The only thing for sure about Titan Machinery's (NASDAQ:TITN) next set of results is that they are likely to spark some significant volatility in the stock price. The agriculture and construction dealership faced a multitude of issues in 2013, not least from strong competition from Deere (NYSE:DE) and AGCO (NYSE:AGCO) in Titan's core agricultural market. Meanwhile, Caterpillar's (NYSE:CAT) attempts at reducing construction machinery inventory are likely to have hurt its other segment.
Moreover,Titan's main supplier, CNH Industrial (NYSE:CNHI), has been rolling out machinery with new Tier 4 technology (higher emission standards), and Titan has found it hard to pass pricing on to its customers. All told, the stock has had a lot of bad news priced in and is down nearly 47% in a year. Is now the time to buy it as a value play?
Titan or Titanic?
Not only is the subheading a worthy stab at a Pullitzer, it also represents the quandary facing potential investors in Titan. The stock trades at a price of around $16 right now, representing a significant discount to its book value of around $19. In normal circumstances, this would look like an attractive entry point, but conditions have been anything but normal for Titan.
In addition to the competitive pressures mentioned above, Titan's problems have been exacerbated by an oversupply of used equipment in the agricultural market (agriculture made up 83% of Titan's sales in the current year). Meanwhile, prices for its customers' key crops, corn and soybean, have been weak in 2013.
Inevitably, this has encouraged farmers to hold off purchasing expensive new Tier 4 equipment. Indeed, according to Titan CEO David Meyer on the most recent conference call: "[Manufacturers] have been rolling out the Tier 4 technology in your high horsepower tractors and combines, significant price increases. And we're just finding it very difficult to pass, get full price realizations from our customers, considering the size of those price increases."
It gets worse. CNH's guidance for 2014 is for an improvement in its construction equipment businesses, but it's projecting a decline in demand for its agricultural machinery. Unfortunately, Titan's sales are heavily weighted toward selling CNH's agricultural machinery.

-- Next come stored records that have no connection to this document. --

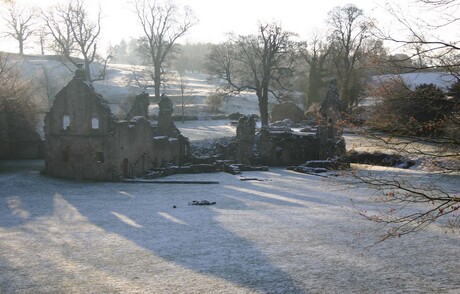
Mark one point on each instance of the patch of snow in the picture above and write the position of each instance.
(293, 233)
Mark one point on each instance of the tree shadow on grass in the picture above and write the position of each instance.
(188, 236)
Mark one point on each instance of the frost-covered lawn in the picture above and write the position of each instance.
(291, 233)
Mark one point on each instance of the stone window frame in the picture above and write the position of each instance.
(66, 122)
(95, 125)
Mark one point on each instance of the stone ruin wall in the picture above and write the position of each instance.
(83, 140)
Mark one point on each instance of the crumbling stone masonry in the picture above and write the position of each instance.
(83, 140)
(281, 147)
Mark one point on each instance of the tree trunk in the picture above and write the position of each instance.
(157, 81)
(21, 47)
(263, 107)
(87, 70)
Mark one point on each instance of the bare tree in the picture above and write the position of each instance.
(20, 24)
(316, 53)
(76, 35)
(416, 202)
(420, 37)
(18, 110)
(57, 20)
(350, 30)
(163, 23)
(261, 63)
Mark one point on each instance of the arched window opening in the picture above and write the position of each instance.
(95, 123)
(65, 122)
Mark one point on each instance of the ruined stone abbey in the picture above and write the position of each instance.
(84, 140)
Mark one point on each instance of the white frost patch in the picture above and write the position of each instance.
(16, 207)
(171, 218)
(126, 220)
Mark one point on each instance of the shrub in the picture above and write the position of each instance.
(419, 112)
(214, 102)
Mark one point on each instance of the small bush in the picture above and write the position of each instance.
(214, 102)
(420, 112)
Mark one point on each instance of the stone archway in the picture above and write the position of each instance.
(125, 168)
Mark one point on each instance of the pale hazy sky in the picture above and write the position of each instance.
(216, 17)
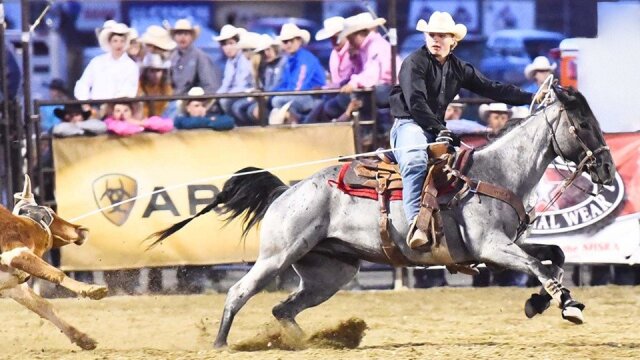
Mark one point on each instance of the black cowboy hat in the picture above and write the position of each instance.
(71, 109)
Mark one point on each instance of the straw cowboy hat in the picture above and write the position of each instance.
(442, 22)
(359, 22)
(485, 109)
(290, 31)
(195, 91)
(331, 27)
(229, 31)
(159, 37)
(248, 40)
(155, 61)
(115, 28)
(185, 25)
(540, 63)
(71, 109)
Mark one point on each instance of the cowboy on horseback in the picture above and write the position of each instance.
(429, 79)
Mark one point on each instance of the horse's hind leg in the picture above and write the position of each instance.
(502, 252)
(321, 276)
(538, 303)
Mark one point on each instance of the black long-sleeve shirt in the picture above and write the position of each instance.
(426, 88)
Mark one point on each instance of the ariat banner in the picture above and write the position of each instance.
(158, 179)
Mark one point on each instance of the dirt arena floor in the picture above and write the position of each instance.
(444, 323)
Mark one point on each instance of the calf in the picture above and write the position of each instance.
(25, 235)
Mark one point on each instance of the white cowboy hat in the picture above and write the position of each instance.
(185, 25)
(155, 61)
(159, 37)
(442, 22)
(115, 28)
(484, 109)
(228, 31)
(540, 63)
(359, 22)
(290, 31)
(460, 105)
(249, 40)
(331, 27)
(264, 42)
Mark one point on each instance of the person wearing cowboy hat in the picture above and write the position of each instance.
(154, 81)
(374, 63)
(302, 71)
(195, 115)
(190, 66)
(113, 72)
(457, 124)
(341, 65)
(76, 122)
(238, 74)
(429, 79)
(537, 72)
(156, 40)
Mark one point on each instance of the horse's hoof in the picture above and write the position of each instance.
(535, 305)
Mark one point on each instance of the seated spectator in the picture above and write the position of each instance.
(154, 81)
(458, 125)
(495, 115)
(57, 92)
(301, 72)
(374, 64)
(537, 72)
(269, 72)
(238, 76)
(112, 73)
(76, 122)
(156, 40)
(123, 122)
(191, 66)
(196, 117)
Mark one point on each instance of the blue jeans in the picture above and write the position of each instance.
(410, 142)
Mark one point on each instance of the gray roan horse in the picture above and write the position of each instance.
(324, 233)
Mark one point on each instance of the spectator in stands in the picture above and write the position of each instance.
(113, 73)
(196, 117)
(135, 49)
(270, 68)
(154, 81)
(301, 72)
(190, 66)
(374, 67)
(495, 115)
(157, 40)
(238, 76)
(124, 122)
(537, 72)
(76, 122)
(458, 125)
(57, 92)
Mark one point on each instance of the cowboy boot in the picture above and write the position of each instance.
(416, 238)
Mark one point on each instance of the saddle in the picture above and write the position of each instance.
(384, 177)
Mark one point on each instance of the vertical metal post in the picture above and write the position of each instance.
(393, 39)
(26, 76)
(4, 120)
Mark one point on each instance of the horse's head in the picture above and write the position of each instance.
(62, 231)
(578, 137)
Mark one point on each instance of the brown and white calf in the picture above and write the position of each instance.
(25, 235)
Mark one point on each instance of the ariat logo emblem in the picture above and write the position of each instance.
(114, 188)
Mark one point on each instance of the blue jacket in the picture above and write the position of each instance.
(301, 72)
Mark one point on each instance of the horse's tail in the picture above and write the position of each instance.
(251, 194)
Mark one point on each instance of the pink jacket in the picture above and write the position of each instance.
(375, 57)
(123, 128)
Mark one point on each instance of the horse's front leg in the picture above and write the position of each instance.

It's a similar story from CNH's competitor, Deere, with its management recently forecasting an overall net sales decline of 3% in 2014, partly due to entering 2014 " in the face of lower demand for large farm machinery". Furthermore, AGCO gave no respite to the pessimistic trend by forecasting that lower farm income would result in weaker demand from the farming sector.
Construction market's tough, but getting better
It wasn't much better in Titan's construction market (17% of sales) as the industry found itself facing sluggish economic growth and weaker construction market conditions than many had forecast. Indeed, Caterpillar was forced to aggressively reduce inventory and this pressured pricing across the industry.
On a more positive note, Caterpillar is forecasting a 5% increase in its construction industry sales for 2014, and its management's recent commentary has suggested that it won't be subject to the kind of inventory correction issues that it had in 2013. Unfortunately, the same cannot be said about Titan. Even though it increased its construction industry same-store sales by 6.4% in its most recent quarter, management still forecasts that the excess inventory will affect the industry at least through the first half of 2014.
Watch Titan's inventory situation
The key metric for Fools to follow is Titan's inventory situation. When companies have excessive inventory, they can face significant pricing and margin pressures as they try to reduce them by selling off stock. Titan's equipment inventory stood at $1,042 million in the third quarter, compared to a figure of $818 million in last year's third quarter. This is a worrying sign, considering that analysts are forecasting sales to decline 7.5% in the upcoming quarter.
Titan's plan is to reduce equipment inventory by $90 million in the current quarter, and by a further $250 million by the end of its fiscal 2015.
Where next for Titan Machinery?
It's fair to expect a significant amount of volatility about its fourth-quarter results. The market is likely to key on the plan to reduce inventory. Given the current market commentary around the agriculture market, conditions are likely to remain tough in the current quarter. On the other hand, if Titan's inventory correction is ahead of plans then you can expect the stock to be sharply higher. Titan isn't a stock for cautious investors, but then again the market isn't just made for widows and orphans. Just don't expect too much good news, too soon, out of the sector.